‘Zero’ money but there’ll be poetry and a love for it

Soumya Ramasamy hosts poetry reading sessions every alternative Sunday in Cubbon Park since June last year The reading takes place even if no one turns up.
Madhu and Soumya after the session
Madhu and Soumya after the session

BENGALURU: Soumya Ramasamy hosts poetry reading sessions every alternative Sunday in Cubbon Park since June last year The reading takes place even if no one turns up. “There has been times when 40 people show up for the session and there are times when nobody does,” says Soumya. “When no one turns up I sit by myself and read my poetry and leave,” she adds.

Sitting on a pink mat near a broken tree, on a sultry Sunday afternoon, Soumya waits for people to show up without much expectation.
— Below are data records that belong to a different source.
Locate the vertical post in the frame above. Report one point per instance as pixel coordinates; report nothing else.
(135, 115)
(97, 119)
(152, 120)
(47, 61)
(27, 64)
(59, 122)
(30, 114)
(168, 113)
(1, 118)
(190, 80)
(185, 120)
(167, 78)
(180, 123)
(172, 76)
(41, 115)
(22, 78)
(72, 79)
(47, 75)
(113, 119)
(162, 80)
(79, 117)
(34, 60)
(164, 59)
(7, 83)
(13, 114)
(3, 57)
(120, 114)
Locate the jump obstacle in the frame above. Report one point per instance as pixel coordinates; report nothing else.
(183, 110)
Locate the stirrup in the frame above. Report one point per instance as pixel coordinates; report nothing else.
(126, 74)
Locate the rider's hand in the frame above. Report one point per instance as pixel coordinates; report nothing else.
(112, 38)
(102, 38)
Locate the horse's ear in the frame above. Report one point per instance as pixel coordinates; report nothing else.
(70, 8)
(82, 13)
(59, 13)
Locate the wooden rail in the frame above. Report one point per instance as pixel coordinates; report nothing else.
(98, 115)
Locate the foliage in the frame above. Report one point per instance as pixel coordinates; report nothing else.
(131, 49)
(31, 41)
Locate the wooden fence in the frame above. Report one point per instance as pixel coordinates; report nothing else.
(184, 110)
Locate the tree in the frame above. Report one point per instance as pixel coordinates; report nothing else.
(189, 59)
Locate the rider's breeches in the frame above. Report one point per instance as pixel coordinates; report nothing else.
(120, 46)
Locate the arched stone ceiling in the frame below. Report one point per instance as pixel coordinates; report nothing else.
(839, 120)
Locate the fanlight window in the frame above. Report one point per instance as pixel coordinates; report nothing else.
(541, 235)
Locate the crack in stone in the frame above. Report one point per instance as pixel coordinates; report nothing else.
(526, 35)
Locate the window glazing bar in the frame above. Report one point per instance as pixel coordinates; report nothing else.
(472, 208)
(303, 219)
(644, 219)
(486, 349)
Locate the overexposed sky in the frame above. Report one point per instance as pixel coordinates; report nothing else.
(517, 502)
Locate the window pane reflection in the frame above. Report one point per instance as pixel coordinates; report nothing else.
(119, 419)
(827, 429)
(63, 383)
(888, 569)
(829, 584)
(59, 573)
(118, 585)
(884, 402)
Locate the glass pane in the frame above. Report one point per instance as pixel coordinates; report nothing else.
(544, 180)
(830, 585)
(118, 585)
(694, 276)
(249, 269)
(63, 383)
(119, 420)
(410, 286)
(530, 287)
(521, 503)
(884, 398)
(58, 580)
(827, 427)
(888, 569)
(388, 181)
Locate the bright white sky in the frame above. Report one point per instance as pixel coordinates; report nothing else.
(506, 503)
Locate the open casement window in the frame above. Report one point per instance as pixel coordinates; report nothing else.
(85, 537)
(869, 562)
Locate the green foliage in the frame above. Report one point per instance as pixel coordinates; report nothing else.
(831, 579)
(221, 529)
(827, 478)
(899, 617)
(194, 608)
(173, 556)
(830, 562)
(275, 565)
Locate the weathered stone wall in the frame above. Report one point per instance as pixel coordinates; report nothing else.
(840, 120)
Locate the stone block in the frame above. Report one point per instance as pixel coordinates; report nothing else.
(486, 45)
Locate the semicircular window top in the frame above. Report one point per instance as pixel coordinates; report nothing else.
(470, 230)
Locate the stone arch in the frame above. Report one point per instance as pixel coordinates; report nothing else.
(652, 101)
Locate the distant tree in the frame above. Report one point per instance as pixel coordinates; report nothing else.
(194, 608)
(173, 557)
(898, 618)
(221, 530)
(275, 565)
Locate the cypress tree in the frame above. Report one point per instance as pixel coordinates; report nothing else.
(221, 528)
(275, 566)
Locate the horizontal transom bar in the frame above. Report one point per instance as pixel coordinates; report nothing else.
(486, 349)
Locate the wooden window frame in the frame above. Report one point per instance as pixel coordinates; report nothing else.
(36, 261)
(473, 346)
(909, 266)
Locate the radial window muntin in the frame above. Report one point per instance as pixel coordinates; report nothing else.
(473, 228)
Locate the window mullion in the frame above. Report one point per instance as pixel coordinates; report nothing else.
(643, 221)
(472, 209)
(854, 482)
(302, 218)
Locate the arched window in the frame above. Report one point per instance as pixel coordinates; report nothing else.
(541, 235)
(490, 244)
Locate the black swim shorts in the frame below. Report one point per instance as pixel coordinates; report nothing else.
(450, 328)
After sometime Madhu turns up. “I have been quite regular with attending the sessions ever since my first time in June,” says Madhu, a Chemistry student from Mount Carmel College.
Soumya and Madhu wait for another ten minutes and when both are certain that no one else will turn up they decide to proceed with the session.
Every session is around a topic and this is on gender equality. Madhu starts by reading out Maya Angelou’s ‘Phenomenal Women’. She hesitates to share her own poetry because it was written three years ago, she says. Soumya reads hers which was crafted for International Women’s Day and she dedicates the poem to her late mother and grandmother.

“They may have left the world but they will live forever in my words,” says Soumya before she reads her poem titled “Be bold for change”.
The group, called Zero-budget Poetry.  started as a friends' get-together over te and poetry readings. They have always been short on money. “We don’t have a budget for our session and we hope we never will. The participants bring their own mats to sit on, own umbrellas and hats and even food,” Soumya laughs. “We don’t have anything but we are here to offer our passion of poetry and a message that poetry is not just for the elite,” she sighs.
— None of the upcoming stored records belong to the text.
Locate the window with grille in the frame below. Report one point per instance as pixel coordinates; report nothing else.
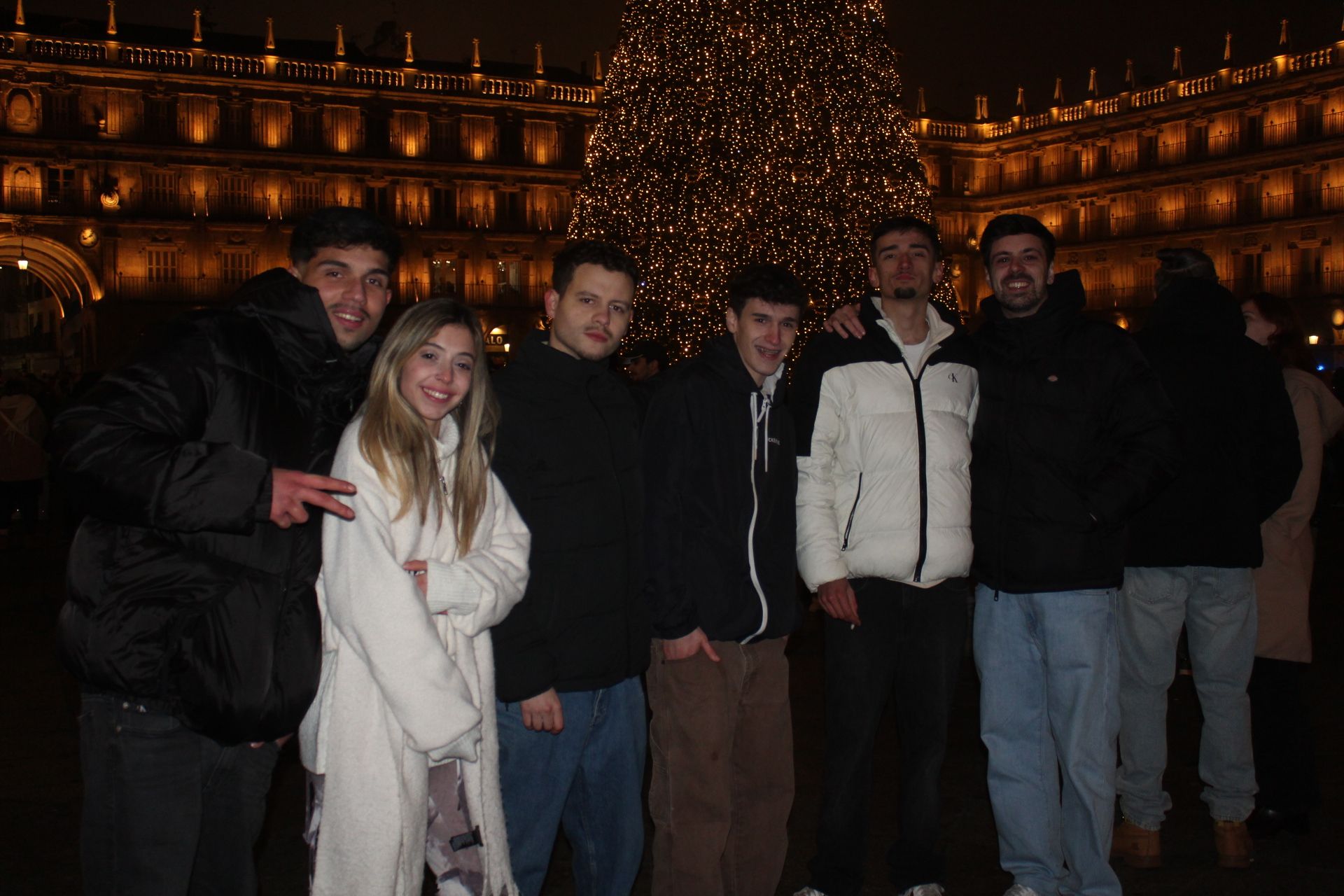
(477, 137)
(61, 184)
(235, 124)
(160, 118)
(62, 112)
(442, 206)
(234, 192)
(375, 199)
(235, 265)
(540, 143)
(162, 265)
(308, 195)
(308, 127)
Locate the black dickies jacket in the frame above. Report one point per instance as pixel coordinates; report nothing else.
(181, 592)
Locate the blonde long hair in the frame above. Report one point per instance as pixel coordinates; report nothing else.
(397, 442)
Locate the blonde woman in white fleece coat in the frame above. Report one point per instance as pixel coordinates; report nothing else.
(401, 742)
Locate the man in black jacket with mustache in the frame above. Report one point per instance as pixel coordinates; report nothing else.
(191, 621)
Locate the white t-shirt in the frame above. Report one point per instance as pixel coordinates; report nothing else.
(914, 354)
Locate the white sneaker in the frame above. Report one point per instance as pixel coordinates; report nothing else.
(924, 890)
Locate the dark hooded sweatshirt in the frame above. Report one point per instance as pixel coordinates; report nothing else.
(181, 593)
(1236, 426)
(721, 477)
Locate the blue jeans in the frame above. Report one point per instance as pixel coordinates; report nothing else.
(589, 778)
(1218, 608)
(167, 812)
(1049, 713)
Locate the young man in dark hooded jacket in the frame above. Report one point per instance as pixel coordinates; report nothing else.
(1191, 554)
(720, 477)
(1074, 435)
(191, 622)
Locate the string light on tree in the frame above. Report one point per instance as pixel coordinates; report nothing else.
(743, 131)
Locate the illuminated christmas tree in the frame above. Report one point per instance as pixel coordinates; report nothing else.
(741, 131)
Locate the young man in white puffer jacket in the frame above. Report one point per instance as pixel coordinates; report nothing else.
(885, 540)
The poetry reading is not limited to English. Poems are read out in Kannada, Hindi and Urdu as well. The group sees diverse participants as well, even poets from  Afghanistan.
The session ends with critical comments and the two decide that the next topic of the session should be forgotten women in history such as Queen Boudica, who avenged the rape of her two daughters, and Poet Sappho, who was from the island of Lesbos in Greece and from whom the term Lesbian originated.